Here is an example pod definition. It starts the `grpc-health-checking` module,
exposes ports `5000` and `8080`, and configures gRPC readiness probe:
``` yaml
---
apiVersion: v1
kind: Pod
metadata:
name: test-grpc
spec:
containers:
- name: agnhost
image: k8s.gcr.io/e2e-test-images/agnhost:2.35
command: ["/agnhost", "grpc-health-checking"]
ports:
- containerPort: 5000
- containerPort: 8080
readinessProbe:
grpc:
port: 5000
```
If the file called `test.yaml`, you can create the pod and check it's status.
The pod will be in ready state as indicated by the snippet of the output.
```shell
kubectl apply -f test.yaml
kubectl describe test-grpc
```
The output will contain something like this:
```
Conditions:
Type Status
Initialized True
Ready True
ContainersReady True
PodScheduled True
```
Now let's change the health checking endpoint status to NOT_SERVING.

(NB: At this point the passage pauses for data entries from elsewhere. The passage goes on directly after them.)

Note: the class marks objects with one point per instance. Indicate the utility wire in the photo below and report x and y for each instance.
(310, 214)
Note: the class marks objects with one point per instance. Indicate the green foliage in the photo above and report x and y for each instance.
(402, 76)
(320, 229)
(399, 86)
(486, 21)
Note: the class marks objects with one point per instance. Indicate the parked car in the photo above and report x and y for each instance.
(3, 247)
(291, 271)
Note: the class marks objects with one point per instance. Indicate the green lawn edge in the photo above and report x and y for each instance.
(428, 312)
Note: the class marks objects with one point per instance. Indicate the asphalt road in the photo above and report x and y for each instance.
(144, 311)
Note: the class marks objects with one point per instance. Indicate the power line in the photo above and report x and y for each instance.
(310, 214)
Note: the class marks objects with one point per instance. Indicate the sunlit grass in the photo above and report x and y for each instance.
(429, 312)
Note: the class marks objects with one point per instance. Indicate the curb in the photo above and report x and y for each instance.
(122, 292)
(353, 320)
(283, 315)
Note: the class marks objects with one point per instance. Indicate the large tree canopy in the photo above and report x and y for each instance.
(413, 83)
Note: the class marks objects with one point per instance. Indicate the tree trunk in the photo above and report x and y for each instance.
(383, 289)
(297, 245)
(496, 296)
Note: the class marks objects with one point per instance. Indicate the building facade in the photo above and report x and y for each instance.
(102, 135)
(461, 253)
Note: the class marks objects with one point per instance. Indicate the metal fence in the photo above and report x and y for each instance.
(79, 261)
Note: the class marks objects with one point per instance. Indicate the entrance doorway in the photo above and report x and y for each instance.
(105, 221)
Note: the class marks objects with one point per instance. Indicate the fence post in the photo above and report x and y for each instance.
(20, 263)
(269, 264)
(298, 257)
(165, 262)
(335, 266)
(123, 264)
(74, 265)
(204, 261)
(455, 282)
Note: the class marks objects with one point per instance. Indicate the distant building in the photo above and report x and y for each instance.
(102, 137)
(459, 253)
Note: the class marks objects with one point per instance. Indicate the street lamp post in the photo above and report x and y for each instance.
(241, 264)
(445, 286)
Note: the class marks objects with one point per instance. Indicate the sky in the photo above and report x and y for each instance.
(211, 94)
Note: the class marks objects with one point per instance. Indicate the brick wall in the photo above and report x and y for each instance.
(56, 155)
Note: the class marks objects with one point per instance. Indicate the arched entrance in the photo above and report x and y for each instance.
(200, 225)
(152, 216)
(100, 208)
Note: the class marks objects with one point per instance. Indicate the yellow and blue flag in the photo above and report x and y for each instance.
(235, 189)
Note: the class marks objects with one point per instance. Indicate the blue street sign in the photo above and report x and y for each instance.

In order to call the http port of the Pod, let's create a port forward:
```shell
kubectl port-forward test-grpc 8080:8080
```
You can `curl` to call the command...
```shell
curl http://localhost:8080/make-not-serving
```
... and in a few seconds the port status will switch to not ready.
```shell
kubectl describe pod test-grpc
```
The output now will have:
```
Conditions:
Type Status
Initialized True
Ready False
ContainersReady False
PodScheduled True
...
Warning Unhealthy 2s (x6 over 42s) kubelet Readiness probe failed: service unhealthy (responded with "NOT_SERVING")
```
Once it is switched back, in about one second the Pod will get back to ready status:
``` bsh
curl http://localhost:8080/make-serving
kubectl describe test-grpc
```
The output indicates that the Pod went back to being `Ready`:
```
Conditions:
Type Status
Initialized True
Ready True
ContainersReady True
PodScheduled True
```
This new built-in gRPC health probing on Kubernetes makes implementing a health-check via gRPC
much easier than the older approach that relied on using a separate `exec` probe. Read through
the official
[documentation](/docs/tasks/configure-pod-container/configure-liveness-readiness-startup-probes/#define-a-grpc-liveness-probe)
to learn more and provide feedback before the feature will be promoted to GA.
## Summary
Kubernetes is a popular workload orchestration platform and we add features based on feedback and demand.
Features like gRPC probes support is a minor improvement that will make life of many app developers
easier and apps more resilient. Try it today and give feedback, before the feature went into GA.